Les créateurs de ChatGPT et de Claude réclament publiquement des mécanismes pour freiner la course à l’IA à l’échelle mondiale. Pourtant, les deux laboratoires de San Francisco continuent de publier de nouveaux modèles chaque mois. Ils ont aussi déposé leurs dossiers d’introduction en Bourse début juin 2026. Ce paradoxe nourrit un débat croissant dans le secteur.
La compétition entre laboratoires d’IA s’accélère. OpenAI et Anthropic identifient les mêmes risques. Ils réclament ainsi une coordination internationale. Mais plusieurs décisions récentes montrent un décalage entre leurs discours et leurs actes.
Quels risques concrets décrivent-ils ?
Les deux laboratoires pointent du doigt le même scénario critique : l’« auto-amélioration récursive ». Selon les mots d’Anthropic publiés début juin, des IA pourraient entraîner leurs successeurs pour réduire le rôle des humains. L’entreprise définit ce point comme « plausible ». OpenAI, quant à elle, va plus loin et indique que cela va se concrétiser « d’ici mars 2028 » dans un texte officiel publié lundi.
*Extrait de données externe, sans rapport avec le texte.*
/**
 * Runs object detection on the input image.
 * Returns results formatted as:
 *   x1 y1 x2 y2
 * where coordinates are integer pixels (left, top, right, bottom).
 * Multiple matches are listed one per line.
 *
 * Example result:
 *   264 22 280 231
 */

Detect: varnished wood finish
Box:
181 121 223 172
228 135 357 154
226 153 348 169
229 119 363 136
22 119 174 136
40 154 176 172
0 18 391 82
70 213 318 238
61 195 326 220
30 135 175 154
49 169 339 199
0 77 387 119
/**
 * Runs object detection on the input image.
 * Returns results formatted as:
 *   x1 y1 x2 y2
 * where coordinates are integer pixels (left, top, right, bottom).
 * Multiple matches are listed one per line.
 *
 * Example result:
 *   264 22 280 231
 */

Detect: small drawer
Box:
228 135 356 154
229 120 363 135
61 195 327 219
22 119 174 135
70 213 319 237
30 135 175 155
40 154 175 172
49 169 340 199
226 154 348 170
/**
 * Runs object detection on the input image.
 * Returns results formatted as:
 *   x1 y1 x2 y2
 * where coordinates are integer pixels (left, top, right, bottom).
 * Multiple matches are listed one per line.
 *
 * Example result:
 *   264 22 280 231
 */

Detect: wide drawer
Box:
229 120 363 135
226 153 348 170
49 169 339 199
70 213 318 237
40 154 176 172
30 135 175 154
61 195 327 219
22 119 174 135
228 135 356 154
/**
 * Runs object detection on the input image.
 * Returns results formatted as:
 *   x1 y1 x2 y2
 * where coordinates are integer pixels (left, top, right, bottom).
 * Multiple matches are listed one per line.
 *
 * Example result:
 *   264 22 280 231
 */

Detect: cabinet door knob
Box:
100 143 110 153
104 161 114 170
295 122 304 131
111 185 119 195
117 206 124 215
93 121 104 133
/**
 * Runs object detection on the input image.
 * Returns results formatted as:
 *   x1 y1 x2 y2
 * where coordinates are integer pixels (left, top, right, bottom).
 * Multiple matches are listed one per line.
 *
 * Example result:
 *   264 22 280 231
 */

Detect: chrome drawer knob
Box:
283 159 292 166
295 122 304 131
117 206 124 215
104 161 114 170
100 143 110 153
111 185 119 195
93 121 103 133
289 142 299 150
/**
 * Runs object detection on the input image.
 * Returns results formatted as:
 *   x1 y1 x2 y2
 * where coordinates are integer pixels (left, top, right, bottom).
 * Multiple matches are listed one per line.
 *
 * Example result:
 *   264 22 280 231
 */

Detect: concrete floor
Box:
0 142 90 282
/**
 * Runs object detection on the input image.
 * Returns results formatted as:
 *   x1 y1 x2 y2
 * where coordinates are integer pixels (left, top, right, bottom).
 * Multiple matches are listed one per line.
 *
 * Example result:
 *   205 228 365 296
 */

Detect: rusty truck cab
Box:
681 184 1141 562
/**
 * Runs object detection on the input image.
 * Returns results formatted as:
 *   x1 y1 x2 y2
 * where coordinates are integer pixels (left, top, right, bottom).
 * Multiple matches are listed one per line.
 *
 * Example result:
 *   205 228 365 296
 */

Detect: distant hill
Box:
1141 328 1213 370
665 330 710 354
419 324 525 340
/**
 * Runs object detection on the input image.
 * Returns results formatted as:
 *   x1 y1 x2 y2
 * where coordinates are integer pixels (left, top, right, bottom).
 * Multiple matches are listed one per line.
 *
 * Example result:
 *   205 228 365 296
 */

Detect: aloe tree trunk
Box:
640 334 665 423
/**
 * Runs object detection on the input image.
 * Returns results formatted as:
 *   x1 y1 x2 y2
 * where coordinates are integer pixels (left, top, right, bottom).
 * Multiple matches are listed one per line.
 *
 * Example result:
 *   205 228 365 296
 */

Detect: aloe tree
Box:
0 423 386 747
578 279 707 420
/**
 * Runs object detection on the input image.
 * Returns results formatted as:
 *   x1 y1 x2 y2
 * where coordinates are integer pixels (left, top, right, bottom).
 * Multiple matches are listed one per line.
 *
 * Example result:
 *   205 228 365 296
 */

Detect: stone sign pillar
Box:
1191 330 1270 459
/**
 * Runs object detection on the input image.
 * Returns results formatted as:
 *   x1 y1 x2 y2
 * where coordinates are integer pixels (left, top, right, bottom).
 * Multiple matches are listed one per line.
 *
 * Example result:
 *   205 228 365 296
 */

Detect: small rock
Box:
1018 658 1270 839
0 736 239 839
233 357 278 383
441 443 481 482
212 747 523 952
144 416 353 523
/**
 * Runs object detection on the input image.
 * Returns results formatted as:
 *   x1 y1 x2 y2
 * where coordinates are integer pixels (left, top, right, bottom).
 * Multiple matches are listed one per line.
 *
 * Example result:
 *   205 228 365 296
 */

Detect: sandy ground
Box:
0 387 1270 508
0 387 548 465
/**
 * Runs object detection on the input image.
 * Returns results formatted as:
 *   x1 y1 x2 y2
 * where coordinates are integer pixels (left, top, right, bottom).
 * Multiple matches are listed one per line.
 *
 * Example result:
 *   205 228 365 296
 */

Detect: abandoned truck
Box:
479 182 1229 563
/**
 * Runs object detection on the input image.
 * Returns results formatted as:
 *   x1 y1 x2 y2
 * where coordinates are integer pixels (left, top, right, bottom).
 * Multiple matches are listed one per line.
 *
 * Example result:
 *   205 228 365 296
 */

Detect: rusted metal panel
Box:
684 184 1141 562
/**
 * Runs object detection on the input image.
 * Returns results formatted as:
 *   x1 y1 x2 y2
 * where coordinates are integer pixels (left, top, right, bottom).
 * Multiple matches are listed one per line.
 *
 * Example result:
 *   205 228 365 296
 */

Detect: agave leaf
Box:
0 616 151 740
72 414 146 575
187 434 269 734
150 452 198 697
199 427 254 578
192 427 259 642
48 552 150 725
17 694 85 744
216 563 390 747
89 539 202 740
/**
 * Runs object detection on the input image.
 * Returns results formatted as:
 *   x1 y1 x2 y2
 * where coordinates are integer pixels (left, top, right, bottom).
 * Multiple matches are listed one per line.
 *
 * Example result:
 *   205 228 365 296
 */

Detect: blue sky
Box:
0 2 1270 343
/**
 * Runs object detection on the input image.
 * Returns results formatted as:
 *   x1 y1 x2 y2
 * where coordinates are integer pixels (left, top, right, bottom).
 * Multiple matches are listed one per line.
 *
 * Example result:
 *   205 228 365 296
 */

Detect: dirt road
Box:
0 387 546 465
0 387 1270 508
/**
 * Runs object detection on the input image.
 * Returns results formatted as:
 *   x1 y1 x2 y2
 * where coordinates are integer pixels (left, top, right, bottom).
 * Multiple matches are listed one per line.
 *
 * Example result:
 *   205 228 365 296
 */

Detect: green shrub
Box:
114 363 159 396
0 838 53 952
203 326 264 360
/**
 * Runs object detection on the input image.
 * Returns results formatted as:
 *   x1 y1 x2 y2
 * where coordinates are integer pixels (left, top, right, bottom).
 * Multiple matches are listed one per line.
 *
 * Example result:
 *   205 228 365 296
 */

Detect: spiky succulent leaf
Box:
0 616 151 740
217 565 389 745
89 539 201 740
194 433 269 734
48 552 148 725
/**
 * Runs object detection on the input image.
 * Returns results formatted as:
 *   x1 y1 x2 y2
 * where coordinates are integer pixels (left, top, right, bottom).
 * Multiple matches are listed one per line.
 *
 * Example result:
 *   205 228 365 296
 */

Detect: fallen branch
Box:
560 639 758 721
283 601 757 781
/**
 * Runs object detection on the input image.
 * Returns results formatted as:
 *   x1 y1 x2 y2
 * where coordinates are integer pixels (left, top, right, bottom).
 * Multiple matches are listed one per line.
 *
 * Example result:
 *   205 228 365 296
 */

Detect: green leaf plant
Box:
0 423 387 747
Les risques cybernétiques constituent un enjeu majeur dans la technologie IA. Anthropic a rendu public Fable 5, une version bridée de son modèle de pointe Mythos. Ce modèle détecte des failles dans des logiciels selon le laboratoire. Il génère des programmes malveillants capables de les exploiter. Anthropic signale également un risque biologique. L’IA peut modéliser la structure de pathogènes plus transmissibles ou résistants aux traitements.
Les deux entreprises respectent-elles leurs propres engagements ?
Non. Les faits le contredisent directement. OpenAI multiplie les nouvelles versions de son langage pour conserver son avance technologique. Les deux entreprises se concurrencent à produire de nouveaux modèles presque tous les mois. En février 2026, Anthropic a retiré son engagement unilatéral de suspendre l’entraînement de modèles plus puissants tant que leur sécurité n’était pas établie.
Sa charte distingue désormais ce qu’elle s’engage à appliquer quelles que soient les circonstances, et ce qu’elle recommande au secteur sans s’y astreindre elle-même. Autrement dit, Anthropic ne ralentira pas si ses rivaux avancent. Jack Clark, cofondateur d’Anthropic, a lui-même même indiqué qu’il faut faut avoir la possibilité de lever le pied de l’accélérateur et de poser le pied sur le frein. La condition est que tout le monde freine en même temps. Pourtant, celle-ci est jugée très improbable à court terme selon les observateurs du secteur.
Une proposition internationale sans calendrier précis
Anthropic a suggéré la mise en place d’un système de coordination mondiale afin de suspendre temporairement le développement de l’IA de pointe. OpenAI propose, de son côté, une organisation multilatérale capable de ralentir la course à l’IA si nécessaire. Sam Altman avance l’idée d’une autorité comparable à l’AIEA, le gendarme onusien du nucléaire. Ces propositions existent depuis 2023, mais elles ne se sont pas encore concrétisées trois ans plus tard.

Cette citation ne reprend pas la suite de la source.